# Is it slow every where?



## Guest (Apr 30, 2011)

I have not had I order in 4 weeks. I work for 3 different company's. We did fairly well in the winter and in the end of Feb had 2 roofing jobs and a trash out with an initial all due in 3 days of each other. Now nothing. What happened?:001_huh:


----------



## Sir Mixalot (Sep 17, 2012)

mellowknee, I'm busy here in Florida. Thankfully.:sweatdrop:
Once Spring hit in March it's been busy.Depending where your at. 
Maybe the lingering Winter is taking it's toll in your area.
How do you advertise? Do you have a website?

-Paul


----------



## Guest (Apr 30, 2011)

Where are you? It's busy up here. Almost everyone I know is busy.

Hope it picks up for you. :thumbup:


----------



## Guest (Apr 30, 2011)

I am soooooo busy I have forgot how to get home.


----------



## Guest (Apr 30, 2011)

Sir Mixalot said:


> mellowknee, I'm busy here in Florida. Thankfully.:sweatdrop:
> Once Spring hit in March it's been busy.Depending where your at.
> Maybe the lingering Winter is taking it's toll in your area.
> How do you advertise? Do you have a website?
> ...


Paul,

Yes...I do have a website. I get 2-3 calls and emails a week from people wanting to work for me though...lol. I was thinking maybe the ones we are working for just don't have that many homes in this area any more? Don't they get their territory's switched every so often? A few of the company's that have called have been very questionable.....one actually from Florida. Said they had some properties here.


----------



## Guest (Apr 30, 2011)

katoman said:


> Where are you? It's busy up here. Almost everyone I know is busy.
> 
> Hope it picks up for you. :thumbup:


Katoman,

I am in East Tennessee.:clap:


----------



## Guest (Apr 30, 2011)

It's been pretty busy since May last year.


----------



## Guest (Apr 30, 2011)

Very busy in Maine. Booked for the year. Still squeezing in a lot of small jobs. Starting to use alot of subs to keep up.

Keep your chin up, it will get better


----------



## Guest (Apr 30, 2011)

you may need to look in to more advertising.perhaps put an ad out in your local newspaper ect. it really is money well spent.


----------



## Guest (May 6, 2011)

P&P is dead in Colorado.

Maintenance is paying the bills.

Repairs is making us a profit.

Your not with a national I assume. Apply with MCS, they are the best national out there (so far).

Advertise? You mean place a P&P ad in the paper so a bank will see it and think to call you? Naw.

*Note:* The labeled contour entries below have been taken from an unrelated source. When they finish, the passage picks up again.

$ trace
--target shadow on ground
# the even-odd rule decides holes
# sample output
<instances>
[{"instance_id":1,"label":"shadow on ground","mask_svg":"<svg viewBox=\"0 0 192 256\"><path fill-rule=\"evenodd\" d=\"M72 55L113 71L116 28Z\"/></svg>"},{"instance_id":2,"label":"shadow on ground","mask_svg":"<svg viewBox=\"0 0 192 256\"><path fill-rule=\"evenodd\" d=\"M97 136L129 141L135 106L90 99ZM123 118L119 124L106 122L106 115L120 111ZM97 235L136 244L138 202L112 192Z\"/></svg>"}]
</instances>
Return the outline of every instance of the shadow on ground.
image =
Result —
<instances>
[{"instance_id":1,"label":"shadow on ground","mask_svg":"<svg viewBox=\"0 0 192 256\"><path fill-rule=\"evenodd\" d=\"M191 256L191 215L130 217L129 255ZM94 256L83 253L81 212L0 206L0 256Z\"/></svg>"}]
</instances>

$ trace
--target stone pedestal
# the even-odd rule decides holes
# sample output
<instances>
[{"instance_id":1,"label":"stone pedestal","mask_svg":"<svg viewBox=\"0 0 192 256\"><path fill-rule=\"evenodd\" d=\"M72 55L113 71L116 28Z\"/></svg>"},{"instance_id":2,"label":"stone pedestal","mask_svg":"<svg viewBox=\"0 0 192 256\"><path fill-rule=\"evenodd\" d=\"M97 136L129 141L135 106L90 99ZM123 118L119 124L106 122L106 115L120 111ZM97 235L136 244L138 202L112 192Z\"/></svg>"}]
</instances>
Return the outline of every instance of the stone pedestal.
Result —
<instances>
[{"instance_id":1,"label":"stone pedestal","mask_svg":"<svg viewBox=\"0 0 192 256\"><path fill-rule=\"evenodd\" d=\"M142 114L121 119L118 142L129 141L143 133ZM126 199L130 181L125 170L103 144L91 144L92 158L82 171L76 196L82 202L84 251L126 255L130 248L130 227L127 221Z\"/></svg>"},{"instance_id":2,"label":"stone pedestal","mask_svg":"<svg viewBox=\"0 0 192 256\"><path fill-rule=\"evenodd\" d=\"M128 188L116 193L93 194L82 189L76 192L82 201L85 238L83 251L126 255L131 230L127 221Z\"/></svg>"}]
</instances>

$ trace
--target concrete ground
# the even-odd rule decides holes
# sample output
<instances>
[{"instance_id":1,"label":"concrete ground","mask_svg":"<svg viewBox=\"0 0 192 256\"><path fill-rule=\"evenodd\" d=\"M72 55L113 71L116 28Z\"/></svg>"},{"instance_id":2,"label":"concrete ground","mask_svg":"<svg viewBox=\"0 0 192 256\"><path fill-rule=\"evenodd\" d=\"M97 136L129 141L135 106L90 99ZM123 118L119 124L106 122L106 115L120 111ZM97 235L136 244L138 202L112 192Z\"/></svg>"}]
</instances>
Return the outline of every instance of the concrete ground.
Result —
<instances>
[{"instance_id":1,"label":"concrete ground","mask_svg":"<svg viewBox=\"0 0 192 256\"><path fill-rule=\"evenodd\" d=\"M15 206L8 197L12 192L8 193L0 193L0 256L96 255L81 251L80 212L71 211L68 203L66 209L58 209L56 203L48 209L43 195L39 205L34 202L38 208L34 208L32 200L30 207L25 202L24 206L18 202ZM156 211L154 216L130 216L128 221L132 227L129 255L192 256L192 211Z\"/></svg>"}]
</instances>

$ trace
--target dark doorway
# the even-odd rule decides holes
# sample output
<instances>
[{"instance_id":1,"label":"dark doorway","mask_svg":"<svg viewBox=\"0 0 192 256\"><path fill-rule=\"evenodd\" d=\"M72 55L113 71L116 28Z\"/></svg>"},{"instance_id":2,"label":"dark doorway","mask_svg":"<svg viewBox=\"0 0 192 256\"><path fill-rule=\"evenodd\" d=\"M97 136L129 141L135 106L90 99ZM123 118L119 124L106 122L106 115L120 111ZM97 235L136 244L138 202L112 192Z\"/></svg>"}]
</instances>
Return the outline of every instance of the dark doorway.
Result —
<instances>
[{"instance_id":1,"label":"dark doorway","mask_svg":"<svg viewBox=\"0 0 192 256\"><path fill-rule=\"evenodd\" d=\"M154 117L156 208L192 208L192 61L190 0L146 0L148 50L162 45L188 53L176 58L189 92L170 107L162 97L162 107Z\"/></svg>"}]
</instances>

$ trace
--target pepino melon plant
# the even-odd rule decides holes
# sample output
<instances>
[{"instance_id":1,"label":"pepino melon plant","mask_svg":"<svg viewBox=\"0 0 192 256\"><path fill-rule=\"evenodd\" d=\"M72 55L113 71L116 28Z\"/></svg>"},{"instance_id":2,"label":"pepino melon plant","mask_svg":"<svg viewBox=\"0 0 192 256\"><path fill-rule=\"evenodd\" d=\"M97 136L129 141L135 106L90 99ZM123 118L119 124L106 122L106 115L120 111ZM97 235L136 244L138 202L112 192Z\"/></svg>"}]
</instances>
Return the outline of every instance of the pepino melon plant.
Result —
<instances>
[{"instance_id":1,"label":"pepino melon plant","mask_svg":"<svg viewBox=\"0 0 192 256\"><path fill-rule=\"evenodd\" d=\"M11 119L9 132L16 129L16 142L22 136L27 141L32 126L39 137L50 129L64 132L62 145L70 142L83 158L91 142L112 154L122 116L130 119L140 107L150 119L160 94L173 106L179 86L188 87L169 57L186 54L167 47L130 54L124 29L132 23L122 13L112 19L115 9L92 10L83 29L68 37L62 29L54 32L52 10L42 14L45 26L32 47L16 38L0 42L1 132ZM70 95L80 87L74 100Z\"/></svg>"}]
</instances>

You need to cold call the top 10 realtors in your area that actually do REO type work and get in with them.

I suggest joining Namfs. The annual convention is in Nashville this year. There is no better way to get business than this.


----------



## Guest (May 8, 2011)

foothillsco said:


> I suggest joining Namfs. The annual convention is in Nashville this year. There is no better way to get business than this.


What is NAMFS?


----------



## Guest (May 8, 2011)

National Assoc of Mortgage Field Service Contractors...... ie....ripoff IMO>


----------



## Guest (May 8, 2011)

FremontREO said:


> National Assoc of Mortgage Field Service Contractors...... ie....ripoff IMO>


Ageed.....Nuff said.


----------



## Guest (May 10, 2011)

Well, everyone must have gotten busy. This is the first post in over 24 hours! LOL


----------



## thanohano44 (Aug 5, 2012)

Curb Appeal REO said:


> Well, everyone must have gotten busy. This is the first post in over 24 hours! LOL


Lol


----------